MLB officials investigated and came down hard on the Astros organization in a disciplinary action that dominated the news during spring training. General manager Jeff Luhnow and manager AJ Hinch were issued year-long suspensions, although the Astros’ owner subsequently fired them. Commissioner Rob Manfred also fined the Astros $5 million, the maximum allowed, and ordered the forfeiture of draft picks.
Chicanery by the Boston Red Sox was less serious
In April, MLB concluded its investigation into sign stealing by the Boston Red Sox during their 2018 World Series championship season. The Red Sox were docked a pick in this week’s draft, but the findings of the commissioner’s office pointed to relatively minor misbehavior.
The final report pinned primary responsibility on a video replay operator and concluded the instances were relatively isolated. The investigation determined that the team employee was relaying the catchers’ signals to Boston runners on second base, who would then tip Red Sox batters on the expected pitch.

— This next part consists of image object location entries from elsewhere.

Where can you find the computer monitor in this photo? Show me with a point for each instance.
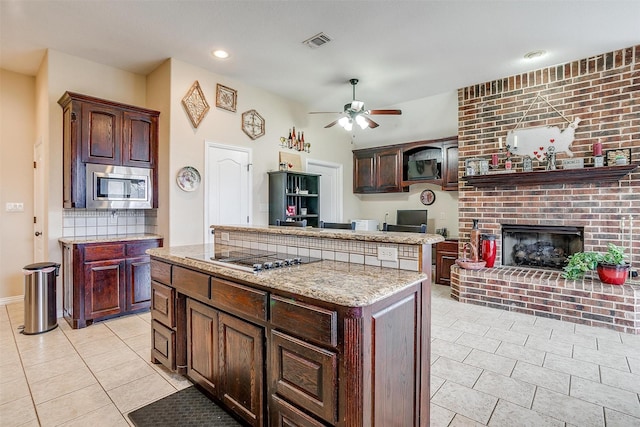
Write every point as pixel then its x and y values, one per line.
pixel 411 217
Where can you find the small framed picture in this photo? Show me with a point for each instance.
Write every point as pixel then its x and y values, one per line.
pixel 226 98
pixel 621 156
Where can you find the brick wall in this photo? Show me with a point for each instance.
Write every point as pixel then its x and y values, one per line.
pixel 604 91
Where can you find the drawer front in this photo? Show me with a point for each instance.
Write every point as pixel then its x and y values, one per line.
pixel 308 321
pixel 238 299
pixel 161 271
pixel 162 304
pixel 138 248
pixel 103 252
pixel 163 345
pixel 305 375
pixel 283 414
pixel 191 283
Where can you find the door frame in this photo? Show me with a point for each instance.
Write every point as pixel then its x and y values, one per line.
pixel 338 199
pixel 208 145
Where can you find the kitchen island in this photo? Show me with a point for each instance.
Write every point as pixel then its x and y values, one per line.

Simmering beneath the surface during MLB’s investigations of the Astros and Red Sox were questions about what commissioner Rob Manfred learned in 2017 about behavior by the New York Yankees. It’s known that the Yankees and Red Sox were fined undisclosed amounts after the clubs made claims against each other that season. The Yankees believed the Red Sox were using Apple Watch technology to relay information; the Red Sox accused the Yankees of pointing TV cameras into their dugout.

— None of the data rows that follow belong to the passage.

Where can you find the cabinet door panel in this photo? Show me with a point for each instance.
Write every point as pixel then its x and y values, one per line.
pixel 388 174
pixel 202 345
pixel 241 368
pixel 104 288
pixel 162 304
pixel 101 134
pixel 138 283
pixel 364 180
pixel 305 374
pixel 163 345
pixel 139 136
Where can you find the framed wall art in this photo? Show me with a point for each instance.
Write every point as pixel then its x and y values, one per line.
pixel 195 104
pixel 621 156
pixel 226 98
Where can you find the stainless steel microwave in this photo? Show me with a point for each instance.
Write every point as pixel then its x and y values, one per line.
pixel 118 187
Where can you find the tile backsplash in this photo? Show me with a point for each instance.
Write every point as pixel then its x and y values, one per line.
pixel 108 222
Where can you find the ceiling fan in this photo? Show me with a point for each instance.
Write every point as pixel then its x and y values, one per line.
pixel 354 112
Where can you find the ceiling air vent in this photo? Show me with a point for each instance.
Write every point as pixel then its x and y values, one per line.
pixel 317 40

Did the New York Yankees do more than was disclosed?
The official explanation of MLB’s fine of the New York Yankees in 2017 was that it concerned the improper use of a bullpen phone during the previous season.
Now, however, baseball fans are about to find out what else might have been mentioned in commissioner Rob Manfred’s letter spelling out the punishment. On Friday, U.S. District Judge Jed Rakoff ordered the Yankees to turn over that letter by Monday afternoon, according to The Athletic.
Rakoff’s order is tied to a lawsuit that participants in DraftKings fantasy sports betting filed accusing MLB, the Astros, and the Red Sox of defrauding them via the stealing of signs. Rakoff previously dismissed that suit, but the case has been appealed to the Circuit Court of Appeals.
The DraftKings plaintiffs allege that the behavior by the Yankees, world champions 27 times, as far back as 2015 was more substantial than just a technical violation of MLB rules that existed at the time. The basis of their suspicion is unknown.
The Yankees and MLB are citing the need for confidentiality in investigations of improper conduct as the basis for wanting to keep the commissioner’s letter private. However, Rakoff called the privacy interests “modest at best, and not nearly strong enough to overcome the robust presumption of access that attaches to the Yankees Letter.”